- Country of origin: United States
- Original language: English

Production
- Running time: 120–240 mins. (approx.)

Original release
- Network: NBC
- Release: 1981 – 2009

= NBC Sunday Night Movie =

The NBC Sunday Night Movie was a weekly film block which ran on NBC on Sunday nights from 9 to 11 pm or 8:30 pm until 11 pm. Often for miniseries programming, it would air the first night of the series, with the second night as part of the NBC Monday Night Movie.
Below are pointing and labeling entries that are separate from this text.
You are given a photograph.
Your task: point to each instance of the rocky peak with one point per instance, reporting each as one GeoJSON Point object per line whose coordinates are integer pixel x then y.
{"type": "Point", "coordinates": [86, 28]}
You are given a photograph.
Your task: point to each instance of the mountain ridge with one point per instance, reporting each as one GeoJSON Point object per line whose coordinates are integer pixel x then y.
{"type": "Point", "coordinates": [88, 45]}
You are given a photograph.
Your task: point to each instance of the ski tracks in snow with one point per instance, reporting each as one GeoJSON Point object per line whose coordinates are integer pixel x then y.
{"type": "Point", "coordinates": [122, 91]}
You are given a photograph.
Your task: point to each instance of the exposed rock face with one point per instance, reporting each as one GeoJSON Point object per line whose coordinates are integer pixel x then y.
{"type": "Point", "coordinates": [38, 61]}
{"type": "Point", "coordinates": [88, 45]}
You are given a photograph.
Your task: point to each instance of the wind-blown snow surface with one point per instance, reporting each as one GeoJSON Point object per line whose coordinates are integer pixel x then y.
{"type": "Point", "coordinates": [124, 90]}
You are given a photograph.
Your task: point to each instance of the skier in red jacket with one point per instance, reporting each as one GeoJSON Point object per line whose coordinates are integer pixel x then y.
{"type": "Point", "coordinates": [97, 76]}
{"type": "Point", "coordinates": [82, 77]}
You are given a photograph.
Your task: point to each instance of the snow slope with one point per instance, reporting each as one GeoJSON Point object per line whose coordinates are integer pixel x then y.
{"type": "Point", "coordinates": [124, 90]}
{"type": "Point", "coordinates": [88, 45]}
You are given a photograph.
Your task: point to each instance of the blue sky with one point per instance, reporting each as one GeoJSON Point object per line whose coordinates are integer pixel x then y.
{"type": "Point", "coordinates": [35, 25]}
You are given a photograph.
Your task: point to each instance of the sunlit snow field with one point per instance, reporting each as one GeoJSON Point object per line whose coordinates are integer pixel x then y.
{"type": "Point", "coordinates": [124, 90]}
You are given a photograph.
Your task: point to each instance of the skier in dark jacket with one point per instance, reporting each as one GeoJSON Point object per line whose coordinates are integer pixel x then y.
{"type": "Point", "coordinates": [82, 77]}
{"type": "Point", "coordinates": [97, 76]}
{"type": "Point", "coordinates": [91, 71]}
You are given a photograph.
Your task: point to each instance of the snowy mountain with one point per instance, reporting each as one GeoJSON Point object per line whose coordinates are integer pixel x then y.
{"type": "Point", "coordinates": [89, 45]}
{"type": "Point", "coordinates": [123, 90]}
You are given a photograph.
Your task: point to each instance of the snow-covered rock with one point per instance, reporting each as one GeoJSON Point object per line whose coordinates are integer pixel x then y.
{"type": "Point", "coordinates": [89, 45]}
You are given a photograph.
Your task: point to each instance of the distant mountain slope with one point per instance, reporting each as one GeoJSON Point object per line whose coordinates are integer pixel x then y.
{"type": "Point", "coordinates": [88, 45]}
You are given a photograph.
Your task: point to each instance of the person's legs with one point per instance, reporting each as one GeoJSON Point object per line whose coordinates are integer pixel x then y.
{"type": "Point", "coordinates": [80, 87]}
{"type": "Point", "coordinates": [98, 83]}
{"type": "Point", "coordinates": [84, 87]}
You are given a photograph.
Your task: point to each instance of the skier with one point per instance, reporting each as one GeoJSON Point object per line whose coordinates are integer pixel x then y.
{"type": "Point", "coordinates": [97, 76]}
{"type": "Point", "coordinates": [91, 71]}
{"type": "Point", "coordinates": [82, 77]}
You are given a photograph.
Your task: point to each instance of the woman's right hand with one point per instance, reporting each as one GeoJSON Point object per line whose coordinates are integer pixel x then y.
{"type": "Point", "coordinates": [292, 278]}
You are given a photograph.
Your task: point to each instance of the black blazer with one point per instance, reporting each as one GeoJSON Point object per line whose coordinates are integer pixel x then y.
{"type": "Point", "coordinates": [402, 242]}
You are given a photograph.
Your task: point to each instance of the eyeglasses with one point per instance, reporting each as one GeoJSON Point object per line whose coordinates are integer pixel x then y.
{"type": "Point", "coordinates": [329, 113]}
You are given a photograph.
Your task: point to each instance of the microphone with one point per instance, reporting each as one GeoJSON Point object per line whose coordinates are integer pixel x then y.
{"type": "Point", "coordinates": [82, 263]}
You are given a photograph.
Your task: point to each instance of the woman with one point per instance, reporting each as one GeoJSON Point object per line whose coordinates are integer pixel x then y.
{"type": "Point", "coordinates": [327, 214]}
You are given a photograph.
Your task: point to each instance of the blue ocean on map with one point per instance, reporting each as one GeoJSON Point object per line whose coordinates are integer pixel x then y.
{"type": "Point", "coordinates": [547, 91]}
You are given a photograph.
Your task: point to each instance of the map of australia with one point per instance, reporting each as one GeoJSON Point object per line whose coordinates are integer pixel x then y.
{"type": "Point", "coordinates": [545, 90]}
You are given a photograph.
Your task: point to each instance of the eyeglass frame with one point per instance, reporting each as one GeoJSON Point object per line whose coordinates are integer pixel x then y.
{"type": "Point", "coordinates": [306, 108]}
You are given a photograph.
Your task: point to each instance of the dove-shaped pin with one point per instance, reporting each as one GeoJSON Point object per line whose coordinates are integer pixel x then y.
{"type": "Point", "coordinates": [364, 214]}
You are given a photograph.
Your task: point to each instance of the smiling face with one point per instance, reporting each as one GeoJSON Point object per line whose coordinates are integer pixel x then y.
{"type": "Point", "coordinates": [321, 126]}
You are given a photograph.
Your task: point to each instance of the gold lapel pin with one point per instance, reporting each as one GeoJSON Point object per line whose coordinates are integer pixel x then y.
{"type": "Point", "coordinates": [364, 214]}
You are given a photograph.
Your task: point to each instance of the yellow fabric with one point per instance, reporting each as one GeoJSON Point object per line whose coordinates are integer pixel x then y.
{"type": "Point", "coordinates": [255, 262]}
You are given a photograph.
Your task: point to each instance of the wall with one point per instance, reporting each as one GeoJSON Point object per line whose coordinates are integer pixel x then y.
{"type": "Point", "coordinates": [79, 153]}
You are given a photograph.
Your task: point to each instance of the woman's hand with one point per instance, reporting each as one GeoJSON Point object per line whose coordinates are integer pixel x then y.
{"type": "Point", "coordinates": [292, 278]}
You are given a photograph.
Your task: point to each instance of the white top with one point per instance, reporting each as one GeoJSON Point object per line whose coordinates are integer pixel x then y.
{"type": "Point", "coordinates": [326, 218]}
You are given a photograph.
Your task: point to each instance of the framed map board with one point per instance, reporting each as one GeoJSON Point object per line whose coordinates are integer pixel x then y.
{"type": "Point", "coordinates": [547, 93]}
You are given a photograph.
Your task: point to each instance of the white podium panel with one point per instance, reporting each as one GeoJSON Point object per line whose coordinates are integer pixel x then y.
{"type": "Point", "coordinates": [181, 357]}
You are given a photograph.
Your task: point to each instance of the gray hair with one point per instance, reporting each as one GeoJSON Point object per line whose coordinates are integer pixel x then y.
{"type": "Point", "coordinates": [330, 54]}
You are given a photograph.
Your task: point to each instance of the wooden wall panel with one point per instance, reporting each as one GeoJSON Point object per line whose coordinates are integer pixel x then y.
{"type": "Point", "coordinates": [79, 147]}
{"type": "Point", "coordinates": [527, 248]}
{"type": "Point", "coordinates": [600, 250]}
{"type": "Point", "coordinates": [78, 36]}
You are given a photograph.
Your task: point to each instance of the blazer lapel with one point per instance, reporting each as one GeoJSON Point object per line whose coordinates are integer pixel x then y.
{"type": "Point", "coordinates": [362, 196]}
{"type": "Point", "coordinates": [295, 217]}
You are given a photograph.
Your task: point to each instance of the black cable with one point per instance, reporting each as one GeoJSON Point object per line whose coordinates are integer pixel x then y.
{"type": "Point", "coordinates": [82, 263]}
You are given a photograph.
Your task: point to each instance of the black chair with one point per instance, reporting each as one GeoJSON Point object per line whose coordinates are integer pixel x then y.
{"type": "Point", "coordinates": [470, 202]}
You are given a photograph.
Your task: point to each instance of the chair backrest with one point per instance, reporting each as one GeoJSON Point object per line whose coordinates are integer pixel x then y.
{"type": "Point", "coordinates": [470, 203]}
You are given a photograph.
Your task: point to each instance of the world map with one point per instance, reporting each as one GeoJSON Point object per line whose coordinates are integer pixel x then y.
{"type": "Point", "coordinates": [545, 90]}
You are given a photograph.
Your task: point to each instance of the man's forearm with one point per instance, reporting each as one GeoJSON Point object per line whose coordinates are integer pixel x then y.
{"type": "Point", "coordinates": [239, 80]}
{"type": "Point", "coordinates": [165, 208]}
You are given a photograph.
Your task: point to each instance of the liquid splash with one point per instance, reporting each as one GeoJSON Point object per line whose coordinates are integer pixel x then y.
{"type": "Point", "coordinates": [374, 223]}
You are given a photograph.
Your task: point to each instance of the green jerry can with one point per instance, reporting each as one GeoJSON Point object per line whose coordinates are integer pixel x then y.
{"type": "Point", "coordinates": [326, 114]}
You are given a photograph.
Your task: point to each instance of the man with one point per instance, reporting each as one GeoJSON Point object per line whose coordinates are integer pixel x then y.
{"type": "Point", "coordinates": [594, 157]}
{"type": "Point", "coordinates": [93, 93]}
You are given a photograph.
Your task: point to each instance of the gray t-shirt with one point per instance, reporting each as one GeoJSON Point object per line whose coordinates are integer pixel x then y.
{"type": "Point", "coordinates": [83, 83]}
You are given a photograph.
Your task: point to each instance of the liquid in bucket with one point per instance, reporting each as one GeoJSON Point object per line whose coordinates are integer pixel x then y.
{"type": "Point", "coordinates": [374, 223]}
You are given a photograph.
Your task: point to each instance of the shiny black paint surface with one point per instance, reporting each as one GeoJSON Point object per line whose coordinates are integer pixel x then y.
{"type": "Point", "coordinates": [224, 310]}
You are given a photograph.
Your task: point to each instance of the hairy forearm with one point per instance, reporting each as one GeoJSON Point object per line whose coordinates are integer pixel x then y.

The last film to air was Friday Night Lights on September 6, 2009 with 2.6 million viewers. During the mid-1980s the Sunday Night Movie was aired consistently enough to be ranked in the top 30 highest-rated programs for 1985–1988.

== "The Big Event" ==
On September 20, 1976, NBC re-purposed the Sunday Night Movie as an umbrella program called The Big Event. Although much of the Big Events run featured film premieres, made-for-TV movies and installments of miniseries, some were specials and sporting events. The New York Times, however, panned the opening telecast: "Sunday evening's live presentation of “The Big Event,” a new weekly series of what the network hopes will be “superspecial” attractions, was structured around three New York parties, and parts of the festivities were scheduled to be performed outdoors. The elaborate plans, however, ran into frequent periods of rain, and the generally soggy gloom permeated most of the indoor routines, turning an already awkward format into an excruciatingly embarrassing, almost pathetic occasion."

In the initial 1976–77 season, the show finished with a 24.4 rating, good enough for sixth in the ratings—making it one of only four NBC programs to place in the Top 30. However, interest waned in subsequent seasons, and the network finally dropped the Big Event branding in 1981.